Le tecniche di meditazione non sono il fine della meditazione stessa, ma
utensili che hanno lo scopo di farci raggiungere uno stato meditativo. Quando
raggiungiamo uno stato di assenza totale di pensieri, pace, tranquillità
e completa rilassatezza nella meditazione, stiamo meditando a livello supercosciente.
Fino a quel momento stiamo “cercando” di meditare. La continua sperimentazione
di questi stati supercoscienti raffina e chiarisce il sistema nervoso, permettendogli
di sperimentare progressivamente stati di coscienza e sempre più avanzati.
Come già detto in precedenza, le tecniche sono utensili che hanno lo scopo
di farci raggiungere stati meditativi. Le tecniche non sono il fine della
meditazione. Dopo aver eseguito le tecniche, bisogna cercare di rimanere
il più a lungo nello stato tranquillo prodotto dalle stesse. Non farlo significherebbe,
come affermò Yogananda, faticare per mungere un secchio di latte e rovesciarlo
immediatamente per terra.
(1) Sedetevi su una sedia comoda con la schiena in posizione eretta.
(2) Visualizzate i maestri (cui vi sentite più devoti - in pratica favorisce
la concentrazione - ndr) nell’occhio spirituale. In questo modo vi sintonizzate
con la loro forza spirituale. Non state comunicando con loro a livello telepatico,
ma poiché la loro coscienza è immersa nell’infinito, visualizzandoli con
riverenza vi sintonizzate con la loro energia vibratoria specifica. Pregate
se vi sentite propensi a farlo.
(3) – Respirazione triangolare. Tendete e rilassate il corpo in modo energico,
inspirando profondamente ed espirando ... Fatelo 3 o 4 volte (inspirate
per circa 7 secondi, trattenete il respiro tendendo il corpo per 7 secondi
ed espirate ... , rilassando il corpo sempre per 7 secondi).

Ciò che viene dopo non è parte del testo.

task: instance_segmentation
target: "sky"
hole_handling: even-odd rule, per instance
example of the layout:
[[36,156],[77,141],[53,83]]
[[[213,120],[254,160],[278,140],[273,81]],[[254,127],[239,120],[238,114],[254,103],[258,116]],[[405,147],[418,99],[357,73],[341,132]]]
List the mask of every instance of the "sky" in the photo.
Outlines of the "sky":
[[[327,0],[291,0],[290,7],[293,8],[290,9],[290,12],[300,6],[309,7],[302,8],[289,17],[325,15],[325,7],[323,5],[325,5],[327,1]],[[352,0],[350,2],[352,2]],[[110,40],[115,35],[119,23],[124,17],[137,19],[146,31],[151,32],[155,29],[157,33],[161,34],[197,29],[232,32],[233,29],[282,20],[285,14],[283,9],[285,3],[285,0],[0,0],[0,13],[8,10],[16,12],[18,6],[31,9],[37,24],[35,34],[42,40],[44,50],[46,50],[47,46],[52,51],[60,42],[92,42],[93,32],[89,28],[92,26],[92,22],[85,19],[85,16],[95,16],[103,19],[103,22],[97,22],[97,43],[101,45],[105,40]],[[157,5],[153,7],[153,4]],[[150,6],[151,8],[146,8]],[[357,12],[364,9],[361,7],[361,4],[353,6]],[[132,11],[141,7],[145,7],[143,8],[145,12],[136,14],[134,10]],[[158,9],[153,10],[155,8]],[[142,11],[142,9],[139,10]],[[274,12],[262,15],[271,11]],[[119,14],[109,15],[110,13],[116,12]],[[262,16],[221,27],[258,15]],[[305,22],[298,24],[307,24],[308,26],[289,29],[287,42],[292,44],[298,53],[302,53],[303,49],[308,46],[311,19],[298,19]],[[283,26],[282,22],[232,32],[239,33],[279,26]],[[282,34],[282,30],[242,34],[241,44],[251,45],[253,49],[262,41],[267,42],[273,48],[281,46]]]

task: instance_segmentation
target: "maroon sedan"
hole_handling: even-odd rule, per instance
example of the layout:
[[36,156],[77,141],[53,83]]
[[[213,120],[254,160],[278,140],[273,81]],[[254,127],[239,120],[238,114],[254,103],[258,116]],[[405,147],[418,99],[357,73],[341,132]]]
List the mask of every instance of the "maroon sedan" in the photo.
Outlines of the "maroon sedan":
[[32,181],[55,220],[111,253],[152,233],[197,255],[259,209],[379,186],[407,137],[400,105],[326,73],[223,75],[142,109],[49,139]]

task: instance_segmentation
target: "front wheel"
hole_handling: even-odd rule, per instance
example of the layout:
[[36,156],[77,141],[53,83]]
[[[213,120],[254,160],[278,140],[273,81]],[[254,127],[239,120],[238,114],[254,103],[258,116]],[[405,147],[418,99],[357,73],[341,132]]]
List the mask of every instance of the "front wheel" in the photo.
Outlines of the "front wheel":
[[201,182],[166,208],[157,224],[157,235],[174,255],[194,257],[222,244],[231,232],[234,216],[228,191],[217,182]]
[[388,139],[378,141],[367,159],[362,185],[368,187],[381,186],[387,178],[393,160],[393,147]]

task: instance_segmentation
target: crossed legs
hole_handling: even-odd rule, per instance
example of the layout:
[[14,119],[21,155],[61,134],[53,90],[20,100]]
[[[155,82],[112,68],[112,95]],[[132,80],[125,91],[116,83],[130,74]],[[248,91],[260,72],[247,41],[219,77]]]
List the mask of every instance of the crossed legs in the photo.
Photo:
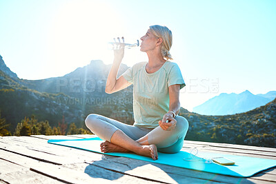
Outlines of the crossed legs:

(4) – Tecnica di Hong - So. Osservate il vostro respiro, senza forzarlo.
Siate semplici spettatori del processo. Recitate mentalmente “Hong” mentre
inalate e “So”, mentre esalate. Continuate in questo modo per almeno 10
minuti; dopo un po’ cercate di immergervi nel suono del mantra, smettendo
di recitarlo mentalmente.
(5) – Tecnica di Om. La creazione emette un suono vibratorio. Questa tecnica
permette di ascoltarlo. Poiché il suono ha molte frequenze, è possibile
sentire alcune di esse prima di distinguere il suono primordiale (suoni
simili ad api che ronzano, campane, arpa, oceano, ecc). Chiudete i traghi
delle orecchie con i pollici, appoggiate i mignoli sull’estremità degli
occhi (senza schiacciare) e le altre dita sulla fronte. Osservando l’occhio
spirituale, pronunciate mentalmente “Om – Om – Om – Om….” all’incirca una
volta al secondo, sforzandovi di percepire i suoni nell’orecchio destro.
Potete utilizzare un poggiagomiti per appoggiare le braccia o la spalliera
di una sedia sufficientemente alta, girata al contrario. Proseguite per
almeno una decina di minuti. Durante l’esecuzione di questa tecnica non
dovete prestare attenzione al respiro. L’attenzione deve essere diretta
sia sull’occhio spirituale, sia sull’ascolto dei suoni nell’orecchio destro.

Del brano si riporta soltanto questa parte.